Há uma grande arrogância nos mais velhos quando dizem: “no meu tempo era bem melhor”. O passado só se transforma como refém das necessidades, quando precisamos provar que, em algum momento, fomos felizes e ainda que, se as coisas estão onde estão, não é por nossa culpa, afinal estávamos no paraíso, agora manchado por aqueles que vieram comer a maçã.
São os jovens que mudam o mundo, está neles todo o potencial de transformação, afinal todo mundo é incendiário aos 20 anos, mas se torna bombeiro aos 40. Da revolução à conservação e depois à reação.
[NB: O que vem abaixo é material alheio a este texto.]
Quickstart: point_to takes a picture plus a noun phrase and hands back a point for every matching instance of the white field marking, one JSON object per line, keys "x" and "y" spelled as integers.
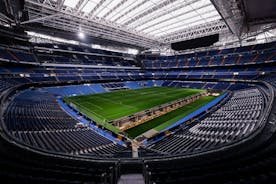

O novo, como já foi dito milhares de vez, assusta. Quantas vezes você disse que não usaria tal roupa ou jamais ouviria tal tipo de música, mas depois cedeu?
Estamos diante da juventude mais bem preparada da história, com maior conhecimento em relação às diversas visões sobre o passado e a todo tipo de informação sobre o presente. Apesar de ainda muito restrita para os mais pobres, a educação está mais acessível para a maior parte da população. E a educação canaliza esse potencial transformador, se não for alienante, como tem se mostrado em vários países.
Mas os jovens de hoje não são alienados, consumistas e despreparados? Sobre todas as gerações essas acusações pesaram e mostraram-se sem fundamento. Isso é uma forma de os mais velhos defenderem o mundo construído por eles que eles não têm a mínima vontade de ver transformado.